Mutually-verified contacts as a security feature for messaging and social media
Most of us who have used Facebook have found ourselves seeing a friend request for someone who is already our Facebook Friend. This is a form of account compromise where someone creates a doppleganger of our account as a way to impersonate our online personality.
Such “clone” accounts of our online presence can be used as a way to facilitate a “man-in-the-middle” attack especially when dealing with an encrypted communication setup. It is an issue that is becoming more real with state-sponsored cybercrime where authoritarian states are hacking computer and communications equipment belonging to journalists, human-rights activists or a democracy’s government officials and contractors.
Mutually-verified contacts
In most implementations, each contact has a code that is generated by the messaging or social media platform as a human-readable or machine-readable form. The former approach would be a series of letters and numbers while the latter would be a barcode or QR code that you scan with your computing device’s camera.
In a lot of cases, this code changes if the user installs the social-media app on a new device or reinstalls it on the same device. The latter situation can occur if your phone is playing up and you have to reinstall all of your apps from scratch.
Users are encouraged to verify each other using this authentication code either in person or through another, preferably secure, means of communication. In-person verification may take place in the form of one user scanning the other user’s machine-readable code with their phone.
This allows each user of the platform to be sure they are communicating with the user they intend to communicate with and there isn’t anything that is between each party of the conversation. It is similar to a classic contact-authentication approach of asking someone a question that both you and the contact know the answer to mutually like a common fact or simply using a nickname for example.
The feature is part of Signal but is being baked in to Apple iMessage as part of iOS/iPadOS 16.3 and MacOS Ventura 13.1. But I see this as a feature that will become part of various instant-messaging, social media and similar products as the market demands more secure conversation.
Zoom also implements this as part of its end-to-end encryption feature for videoconferences. Here, users can verify that they are in a secure videoconference by comparing a number sequence read out by the meeting host after they click on a “shield” icon that appears during an encrypted videoconference. Here, this feature could come in to play with Signal and similar apps that are used for group conversations.
Relevance
Primarily this feature is being pitched towards users who stand to lose a lot, including their lives because they engage in “high-stakes” activities. Such users are government officials, public servants and military in democratic states, vendors who sell goods and services to government or military in these states, journalists and media workers in states that value a free press along with human-rights activists and NGSs.
Here, these users become highly vulnerable due to them being of interest to authoritarian states and organisations or individuals that aid and abet these states. It is also being applied to countries that have undergone a significant amount of democratic backsliding or are considered to be socially unstable.

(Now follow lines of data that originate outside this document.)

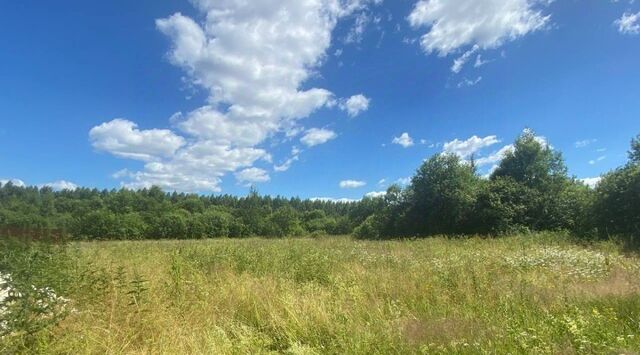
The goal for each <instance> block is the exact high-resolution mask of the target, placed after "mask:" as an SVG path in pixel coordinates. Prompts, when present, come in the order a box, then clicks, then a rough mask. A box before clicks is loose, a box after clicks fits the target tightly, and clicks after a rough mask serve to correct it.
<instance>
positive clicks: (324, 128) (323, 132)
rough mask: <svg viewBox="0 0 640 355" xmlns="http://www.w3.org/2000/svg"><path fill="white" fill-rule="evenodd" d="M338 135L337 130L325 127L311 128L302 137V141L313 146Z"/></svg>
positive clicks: (335, 136) (317, 144)
mask: <svg viewBox="0 0 640 355" xmlns="http://www.w3.org/2000/svg"><path fill="white" fill-rule="evenodd" d="M337 136H338V135H337V134H336V132H334V131H331V130H328V129H325V128H311V129H309V130H307V131H306V132H305V133H304V135H303V136H302V138H300V142H302V144H304V145H306V146H307V147H313V146H314V145H319V144H323V143H326V142H328V141H330V140H332V139H334V138H336V137H337Z"/></svg>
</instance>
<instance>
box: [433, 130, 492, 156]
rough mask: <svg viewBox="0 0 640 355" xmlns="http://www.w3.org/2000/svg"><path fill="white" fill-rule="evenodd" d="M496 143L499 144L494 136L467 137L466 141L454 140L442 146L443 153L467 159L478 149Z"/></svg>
mask: <svg viewBox="0 0 640 355" xmlns="http://www.w3.org/2000/svg"><path fill="white" fill-rule="evenodd" d="M497 143H500V140H499V139H498V137H497V136H495V135H491V136H486V137H478V136H476V135H474V136H471V137H469V138H468V139H467V140H459V139H454V140H452V141H450V142H446V143H445V144H444V146H443V152H445V153H451V154H455V155H457V156H459V157H460V158H461V159H467V158H469V157H470V156H471V155H472V154H474V153H476V152H478V151H479V150H480V149H482V148H485V147H489V146H492V145H494V144H497Z"/></svg>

Personally, I see this as being important for everyday use so you can be sure that whom you want as part of your social-media or online messaging circle is whom you actually want. Here, it can avoid you dealing with scams based on others impersonating you or others in your social circle such as the “relative in distress” scam. As well, it can also be seen as a way to be sure you are linking with the right person when you add a new person to your social-media list.
Conclusion
I would see an increasing number of communications, social media and similar platforms acquiring the “mutual contact verification” function as a security feature. This would be more so where the platform supports end-to-end encryption in any way or there is a reliance on some form of personal safety or business confidentiality.